As a child, I was bullied — pushed around, thrown into restrooms and had lunch money stolen. As I was developing my sense of identity, there were no resources or people to help me through my ”coming out” process. I attended schools with outdated textbooks, overcrowded classrooms and systems that gave up on students before even knowing them. I share this because I know I was not alone and there are many who can identify with these experiences. In fact, it was these hardships that pushed me to become an even stronger organizer and advocate. Each day I think about giving up, I think about the tears I cried and the pain I felt, and not wanting to have anyone else go through what I had to go through.
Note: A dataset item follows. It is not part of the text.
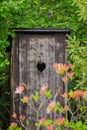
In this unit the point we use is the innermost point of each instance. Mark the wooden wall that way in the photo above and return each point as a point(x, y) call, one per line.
point(29, 50)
As I sit back and think about this past year where we have seen a heightened attention around bullying, harassment and hate crimes or how youth unemployment and underemployment rates are at a looming high, I am only reminded of my childhood in South Sacramento. When I see politicians waging attacks on collective bargaining, stripping voting rights and cutting necessary services for the most vulnerable, it infuriates me. Needless to say, there is much work to be done.
However, there is plenty of progress we can celebrate. In the past year we have seen the repeal of ”Don’t Ask, Don’t Tell” and the passage of the Matthew Shepard and James Byrd, Jr. Hate Crimes Prevention Act. There is a growing movement led by undocumented youth, many who are LGBT identified, to see the passage of the Federal DREAM Act. Last Monday, there was the first-ever Asian American, Native Hawaiian and Pacific Islander LGBT roundtable hosted by the White House Office of Public Engagement and White House Initiative on Asian Americans and Pacific Islanders, a historic gathering of youth, advocates and policymakers addressing the pressing issues of LGBT youth.
In this critical time, I believe we must come together to honor the achievements that we have made – but move forward in a more strategic way. We must stop working in silos and break down barriers between us. It is clear that the only way we can be successful is if we work together and understand the intersections of our identities and issues. It is important that we share our personal stories, build personal relationships grounded in love and be open for change. I stand ready to fight and ask that you join me in this struggle for social and economic justice for all.